5 Lessons from the clip:
- Disorganize the defense with your movement
- Be a ‘Willing Runner’
- The player in the most athletic posture will win most duels
- Split a soft double team with the dribble
- The Cutback Cross is ruthless

A few key coaching points from the session:
- In the 3v2s, my players initially had an instinct to isolate one defender with a quick give & go…which is a perfectly good way to approach a 2v1. Without creating a constraint or rule, I consistently encouraged them to use their movement to disrupt the defense vs. using 1-touch passing to do the same.
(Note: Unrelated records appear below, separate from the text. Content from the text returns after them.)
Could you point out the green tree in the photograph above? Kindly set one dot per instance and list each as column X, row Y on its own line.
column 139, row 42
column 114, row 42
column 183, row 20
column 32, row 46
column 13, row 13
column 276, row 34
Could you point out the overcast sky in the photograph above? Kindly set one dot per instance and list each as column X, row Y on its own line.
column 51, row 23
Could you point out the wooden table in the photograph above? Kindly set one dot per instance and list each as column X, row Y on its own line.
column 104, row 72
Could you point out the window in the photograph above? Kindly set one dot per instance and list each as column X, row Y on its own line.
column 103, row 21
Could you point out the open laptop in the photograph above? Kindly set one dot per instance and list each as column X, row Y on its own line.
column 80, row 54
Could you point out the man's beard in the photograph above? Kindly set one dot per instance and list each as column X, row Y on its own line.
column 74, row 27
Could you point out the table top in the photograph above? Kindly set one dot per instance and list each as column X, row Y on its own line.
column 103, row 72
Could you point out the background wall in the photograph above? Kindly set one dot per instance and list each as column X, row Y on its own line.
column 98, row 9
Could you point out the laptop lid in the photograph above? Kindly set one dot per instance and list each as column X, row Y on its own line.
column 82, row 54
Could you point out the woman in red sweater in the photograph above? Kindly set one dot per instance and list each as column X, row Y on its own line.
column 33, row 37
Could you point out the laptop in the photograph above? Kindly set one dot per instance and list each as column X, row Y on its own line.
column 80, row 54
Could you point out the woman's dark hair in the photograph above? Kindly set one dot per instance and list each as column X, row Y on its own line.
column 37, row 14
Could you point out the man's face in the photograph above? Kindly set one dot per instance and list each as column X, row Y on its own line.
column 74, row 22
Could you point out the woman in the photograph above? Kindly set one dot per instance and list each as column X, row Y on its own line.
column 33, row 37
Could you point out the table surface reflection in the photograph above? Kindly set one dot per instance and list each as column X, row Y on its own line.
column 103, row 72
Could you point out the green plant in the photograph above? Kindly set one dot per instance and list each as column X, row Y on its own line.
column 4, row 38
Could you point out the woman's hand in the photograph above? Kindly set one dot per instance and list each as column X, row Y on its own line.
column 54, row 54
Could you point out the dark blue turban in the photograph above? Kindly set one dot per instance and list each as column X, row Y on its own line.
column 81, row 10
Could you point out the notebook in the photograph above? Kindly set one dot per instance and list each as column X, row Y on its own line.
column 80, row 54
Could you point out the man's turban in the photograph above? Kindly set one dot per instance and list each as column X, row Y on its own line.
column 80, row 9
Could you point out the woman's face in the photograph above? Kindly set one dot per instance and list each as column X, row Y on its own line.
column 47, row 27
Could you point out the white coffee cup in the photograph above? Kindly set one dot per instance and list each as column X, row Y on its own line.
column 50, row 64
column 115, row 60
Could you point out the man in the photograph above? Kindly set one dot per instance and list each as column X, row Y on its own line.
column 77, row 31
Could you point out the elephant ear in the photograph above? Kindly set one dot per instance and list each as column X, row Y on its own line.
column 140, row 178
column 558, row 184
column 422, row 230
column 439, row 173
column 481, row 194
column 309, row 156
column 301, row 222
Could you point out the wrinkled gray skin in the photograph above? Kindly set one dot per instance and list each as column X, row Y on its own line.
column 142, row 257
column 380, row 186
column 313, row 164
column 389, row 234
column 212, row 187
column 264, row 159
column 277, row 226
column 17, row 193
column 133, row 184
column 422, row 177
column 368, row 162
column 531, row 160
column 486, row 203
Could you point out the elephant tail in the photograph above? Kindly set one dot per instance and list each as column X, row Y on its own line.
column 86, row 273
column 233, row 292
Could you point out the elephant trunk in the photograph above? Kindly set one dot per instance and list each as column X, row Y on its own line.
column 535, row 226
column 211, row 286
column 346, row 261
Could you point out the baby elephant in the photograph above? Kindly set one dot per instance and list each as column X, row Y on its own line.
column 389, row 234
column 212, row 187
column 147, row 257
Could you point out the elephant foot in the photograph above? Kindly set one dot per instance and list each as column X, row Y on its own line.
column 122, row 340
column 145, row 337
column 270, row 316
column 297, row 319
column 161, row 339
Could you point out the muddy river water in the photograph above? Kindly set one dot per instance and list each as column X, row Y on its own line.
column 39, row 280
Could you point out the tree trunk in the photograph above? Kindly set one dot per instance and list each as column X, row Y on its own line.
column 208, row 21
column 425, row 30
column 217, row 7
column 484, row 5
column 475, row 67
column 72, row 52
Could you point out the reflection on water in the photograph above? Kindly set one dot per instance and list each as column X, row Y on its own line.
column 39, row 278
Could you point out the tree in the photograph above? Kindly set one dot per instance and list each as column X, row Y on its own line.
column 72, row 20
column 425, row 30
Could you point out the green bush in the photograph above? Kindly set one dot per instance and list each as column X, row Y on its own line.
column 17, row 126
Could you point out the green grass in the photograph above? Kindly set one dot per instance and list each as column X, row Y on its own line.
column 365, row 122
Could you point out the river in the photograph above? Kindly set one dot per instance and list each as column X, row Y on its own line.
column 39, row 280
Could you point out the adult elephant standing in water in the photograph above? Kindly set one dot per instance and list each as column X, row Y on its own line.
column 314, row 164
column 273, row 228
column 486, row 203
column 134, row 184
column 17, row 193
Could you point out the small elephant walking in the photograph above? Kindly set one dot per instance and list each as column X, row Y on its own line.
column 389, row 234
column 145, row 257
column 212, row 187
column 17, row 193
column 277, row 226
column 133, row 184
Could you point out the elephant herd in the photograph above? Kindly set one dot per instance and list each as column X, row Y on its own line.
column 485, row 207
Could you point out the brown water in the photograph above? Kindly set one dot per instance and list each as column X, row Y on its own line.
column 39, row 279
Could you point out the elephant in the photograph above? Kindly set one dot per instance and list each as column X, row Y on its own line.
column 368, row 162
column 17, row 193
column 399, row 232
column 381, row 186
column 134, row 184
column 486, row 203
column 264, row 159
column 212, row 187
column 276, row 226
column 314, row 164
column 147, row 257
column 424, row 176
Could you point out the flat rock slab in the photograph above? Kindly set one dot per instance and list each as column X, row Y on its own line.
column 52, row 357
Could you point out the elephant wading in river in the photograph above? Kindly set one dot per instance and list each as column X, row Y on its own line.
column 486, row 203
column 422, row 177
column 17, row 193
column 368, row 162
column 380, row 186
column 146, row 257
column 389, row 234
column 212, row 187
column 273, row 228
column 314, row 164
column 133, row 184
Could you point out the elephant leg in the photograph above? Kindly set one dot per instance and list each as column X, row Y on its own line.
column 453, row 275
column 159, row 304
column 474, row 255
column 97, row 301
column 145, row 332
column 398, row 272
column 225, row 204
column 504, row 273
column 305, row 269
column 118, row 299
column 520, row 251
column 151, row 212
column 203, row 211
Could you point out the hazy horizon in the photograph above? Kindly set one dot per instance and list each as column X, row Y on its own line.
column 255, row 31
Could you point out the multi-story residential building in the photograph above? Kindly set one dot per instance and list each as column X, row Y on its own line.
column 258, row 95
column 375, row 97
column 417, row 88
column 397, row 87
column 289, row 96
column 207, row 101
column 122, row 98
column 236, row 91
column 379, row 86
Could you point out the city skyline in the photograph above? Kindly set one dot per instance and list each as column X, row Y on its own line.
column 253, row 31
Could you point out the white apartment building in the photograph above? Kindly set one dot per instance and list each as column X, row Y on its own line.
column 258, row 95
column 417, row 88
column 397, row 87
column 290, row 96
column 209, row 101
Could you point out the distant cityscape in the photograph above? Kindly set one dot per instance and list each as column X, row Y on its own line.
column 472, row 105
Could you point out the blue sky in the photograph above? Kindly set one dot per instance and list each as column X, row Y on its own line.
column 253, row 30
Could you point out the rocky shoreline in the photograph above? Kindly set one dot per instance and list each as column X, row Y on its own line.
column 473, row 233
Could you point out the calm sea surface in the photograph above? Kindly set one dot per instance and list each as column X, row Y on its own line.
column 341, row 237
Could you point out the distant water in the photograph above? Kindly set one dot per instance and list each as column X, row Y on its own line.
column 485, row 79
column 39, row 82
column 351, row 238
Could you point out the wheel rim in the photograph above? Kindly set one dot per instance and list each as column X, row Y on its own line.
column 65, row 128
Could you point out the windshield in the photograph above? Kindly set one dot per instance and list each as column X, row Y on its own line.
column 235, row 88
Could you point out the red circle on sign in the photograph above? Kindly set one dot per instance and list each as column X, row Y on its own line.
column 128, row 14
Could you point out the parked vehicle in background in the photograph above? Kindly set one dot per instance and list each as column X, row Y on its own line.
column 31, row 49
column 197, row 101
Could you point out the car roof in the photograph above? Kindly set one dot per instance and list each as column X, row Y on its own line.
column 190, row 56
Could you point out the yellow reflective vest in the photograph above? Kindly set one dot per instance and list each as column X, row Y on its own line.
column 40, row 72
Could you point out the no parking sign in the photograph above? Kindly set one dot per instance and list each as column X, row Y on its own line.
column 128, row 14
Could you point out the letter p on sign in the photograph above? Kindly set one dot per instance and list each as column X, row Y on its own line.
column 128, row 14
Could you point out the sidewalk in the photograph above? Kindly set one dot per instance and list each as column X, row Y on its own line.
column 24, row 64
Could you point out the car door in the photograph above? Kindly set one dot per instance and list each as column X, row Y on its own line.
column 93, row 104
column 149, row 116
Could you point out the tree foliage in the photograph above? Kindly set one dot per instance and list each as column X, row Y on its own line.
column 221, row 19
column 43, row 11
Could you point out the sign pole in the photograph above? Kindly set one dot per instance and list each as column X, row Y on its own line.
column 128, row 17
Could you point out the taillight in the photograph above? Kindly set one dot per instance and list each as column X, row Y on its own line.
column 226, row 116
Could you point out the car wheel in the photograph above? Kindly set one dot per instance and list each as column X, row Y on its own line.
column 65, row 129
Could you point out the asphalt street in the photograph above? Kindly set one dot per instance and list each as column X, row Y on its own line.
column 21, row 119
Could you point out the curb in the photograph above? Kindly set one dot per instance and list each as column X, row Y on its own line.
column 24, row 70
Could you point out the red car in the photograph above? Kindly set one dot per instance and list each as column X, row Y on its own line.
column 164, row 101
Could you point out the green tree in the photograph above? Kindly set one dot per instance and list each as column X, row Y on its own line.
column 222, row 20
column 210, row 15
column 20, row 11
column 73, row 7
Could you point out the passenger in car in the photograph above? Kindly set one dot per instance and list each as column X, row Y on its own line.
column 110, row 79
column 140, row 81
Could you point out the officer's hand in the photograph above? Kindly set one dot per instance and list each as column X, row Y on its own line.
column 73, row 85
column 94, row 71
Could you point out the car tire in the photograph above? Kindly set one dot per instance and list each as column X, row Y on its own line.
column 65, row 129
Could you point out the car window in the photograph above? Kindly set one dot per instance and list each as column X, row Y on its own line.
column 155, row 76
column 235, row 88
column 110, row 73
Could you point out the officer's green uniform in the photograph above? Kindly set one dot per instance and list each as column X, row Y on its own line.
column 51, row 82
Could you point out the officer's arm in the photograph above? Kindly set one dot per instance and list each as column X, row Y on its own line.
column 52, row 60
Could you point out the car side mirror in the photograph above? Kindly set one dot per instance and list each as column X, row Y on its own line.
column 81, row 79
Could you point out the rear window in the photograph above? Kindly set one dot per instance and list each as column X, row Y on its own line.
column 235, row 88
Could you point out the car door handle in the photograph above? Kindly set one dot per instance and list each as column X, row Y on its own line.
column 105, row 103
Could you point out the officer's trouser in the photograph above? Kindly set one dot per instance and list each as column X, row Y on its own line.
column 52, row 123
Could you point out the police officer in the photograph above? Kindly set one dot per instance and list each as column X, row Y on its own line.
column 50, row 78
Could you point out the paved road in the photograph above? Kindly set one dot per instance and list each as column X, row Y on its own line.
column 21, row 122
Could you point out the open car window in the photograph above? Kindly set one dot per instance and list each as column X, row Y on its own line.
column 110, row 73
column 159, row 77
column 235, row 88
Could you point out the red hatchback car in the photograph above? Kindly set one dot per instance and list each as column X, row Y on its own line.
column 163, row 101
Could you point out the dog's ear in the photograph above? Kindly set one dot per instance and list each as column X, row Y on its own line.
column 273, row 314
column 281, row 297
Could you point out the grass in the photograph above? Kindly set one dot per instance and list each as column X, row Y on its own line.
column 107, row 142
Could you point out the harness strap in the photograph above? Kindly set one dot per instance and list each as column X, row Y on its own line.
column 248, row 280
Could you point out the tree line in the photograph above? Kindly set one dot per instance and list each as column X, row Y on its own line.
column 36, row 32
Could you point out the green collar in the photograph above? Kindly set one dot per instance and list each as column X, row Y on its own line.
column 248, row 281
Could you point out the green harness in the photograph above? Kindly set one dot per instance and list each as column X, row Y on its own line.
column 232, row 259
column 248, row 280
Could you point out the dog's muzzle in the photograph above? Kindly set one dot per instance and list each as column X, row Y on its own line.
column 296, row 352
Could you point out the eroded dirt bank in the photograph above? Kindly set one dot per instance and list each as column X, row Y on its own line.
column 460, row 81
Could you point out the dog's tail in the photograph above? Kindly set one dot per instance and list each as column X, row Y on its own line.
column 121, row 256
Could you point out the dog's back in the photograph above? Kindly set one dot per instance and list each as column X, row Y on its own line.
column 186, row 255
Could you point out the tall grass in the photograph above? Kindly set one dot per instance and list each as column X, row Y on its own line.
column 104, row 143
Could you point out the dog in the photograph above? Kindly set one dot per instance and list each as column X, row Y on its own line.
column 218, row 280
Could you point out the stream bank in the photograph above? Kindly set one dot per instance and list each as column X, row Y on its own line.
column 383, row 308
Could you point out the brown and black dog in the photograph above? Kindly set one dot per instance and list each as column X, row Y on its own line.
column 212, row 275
- In the 4v3s…once the defending side knows the skill or tactic you want to emphasize, they will overplay to snuff out that moment (that’s defending!). So, while wanting to create the conditions for the attacking side to make runs that pull the cover player to allow a drive to the endline for the cutback cross…I gave the attacking side the freedom to attack the defense as they saw fit in the moment.
Teaching Game Concepts: Tactical Outcomes
So, now all of my players understand how to be a willing runner and pull the cover defender, right? Well, we ran this session 6 weeks ago and chances are, a sizable percentage of the players will have forgotten it entirely.
You cannot teach a thing once and expect it to stick, whether the Pythagorean Theorem, the three branches of US government, or onomatopoeia in poetry. Same with concepts in soccer, learning occurs with exposure, repetition, and reward (if it works, they’ll keep doing it!).
That means bringing this same session back again soon, maybe even re-watching the entire clip as a refresher.